Thursday, January 31, 2019

5 Things I Learned Writing a Poetry Book

I began writing poetry in 2011 after reading a beautiful book called "Galileo's Daughter" by Dava Sobel. The book was about the life of Maria Celeste, a cloistered nun who maintained a special relationship with her father, Galileo. The story so moved me that I wrote my first poem as a result, “Galileo’s Moons.” Not sure where it came from but it popped in my head and I wrote it down. The poem stayed hidden in my computer for about two years until I finally published it on my blog. I shared it with a few friends on Facebook and didn’t think much of it. End of story.

Not exactly. 

Fast forward to April 2016. While on a trip down to Miami with my two daughters, I became obsessed with the line: “I soar on wings of silver light.” (A potential new marketing slogan for American Airlines perhaps?) By the time we landed I had written the first four lines and thought they were so good they deserved an entire poem. During the next seven days I sat up nights trying to work it into a poem, mostly as an intellectual exercise. I would dutifully sketch it out on a piece of scrap paper until it started to take life. It was not something I could file away under “mental aberrations” or “what I did on my vacation.” For me it was serious and I couldn’t put it down until I had finished it.

This time I published it on my Facebook page and was surprised when it caught the attention of a famous Danish writer, who quipped, “Hey, you wrote that? Great!” Over the next two years I wrote many more poems. Usually I would find a nice photo on Facebook, like a bird or a flower, and I would think of a first line. Then I would spend the next several days working out the meters and rhymes and the general theme, until I created a poem that conveyed a complete thought or idea. The interesting thing is, the more I wrote poetry, the better I got at it.
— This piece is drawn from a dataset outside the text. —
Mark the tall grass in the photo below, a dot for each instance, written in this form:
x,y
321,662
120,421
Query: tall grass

I also got a lot faster. Whereas it used to take me weeks to write a complete poem, after a couple of years I could write one in an hour or two, even on complex subjects. I also learned a lot of valuable lessons along the way. Here are five:

1) People still love poetry.

Though we live in the digital age, there is still a thriving market for poetry. People still love poetry. This is something that stunned me as it shows we all connect on a deeper level than we realize through our shared humanity and our shared feelings of love, longing, wonder, hurt, pain, angst, and joy. When you strip away all the layers we surround ourselves with, we are all still human. We are not cyborgs as the robotics industry would have us believe, with interchangeable parts. We have souls and psyches, and these intangible aspects of our humanity need proper feeding too. Poetry does that.

2) The poems of the past are still relevant today.
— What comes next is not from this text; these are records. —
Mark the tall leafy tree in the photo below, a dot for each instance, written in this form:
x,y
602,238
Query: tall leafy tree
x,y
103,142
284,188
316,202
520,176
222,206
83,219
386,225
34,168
“If” by Kipling is the eternal parent’s guide to living a decent, honorable life. “Invictus” by William Ernest Henley reminds us that no matter what challenges or painful situations we face, our spirit can rise to meet them.  And “Ozymandias” by Percy Bysshe Shelley reminds us that in our era of creeping Totalitarianism, dictators have come and gone through the ages and the only thing that remains are eternal truths, which will still be here long after the dictators are buried in the sands of time.

3) Poems can teach a moral lesson.

A good poem can teach a moral lesson more effectively than a book or a lecture. A poem that touches you on a gut level can have a greater impact than even a great speech. It reaches a part of our brain that affects us on a spiritual level. Think of “Blowin’ in the Wind” by Bob Dylan, a protest song about peace, war, and freedom. Or “Sunday Bloody Sunday” by U2 about the effects of government oppression, or “You’ve Got a Friend,” by Carole King, about the qualities that make a true friend. The concepts could not be better explained than through these powerful verses.

4) If you want to write poetry, don’t force it.

The best way to write poetry is to read a book on any subject that you want to write about. Or look at a picture that conveys a feeling you would like to express. Let the information sink in for several days, then come up with a concept or an opening line that introduces the idea you wish to convey. Next, work out the meter and rhyme that will work for the subject matter. For every problem there is always a solution.

5) Poetry is not going away anytime soon.

Humans are almost hard-wired to love verse. It is built into our DNA and is not going away anytime soon. The success of “Hamilton: the Musical” proves that. The fact that in this day and age theaters can fill up with an eager public raring to see a play about a Founding Father told entirely in verse speaks volumes about the public’s fascination with poetry and story-telling. It taps into our shared human conscience. It connects us to something much bigger than ourselves.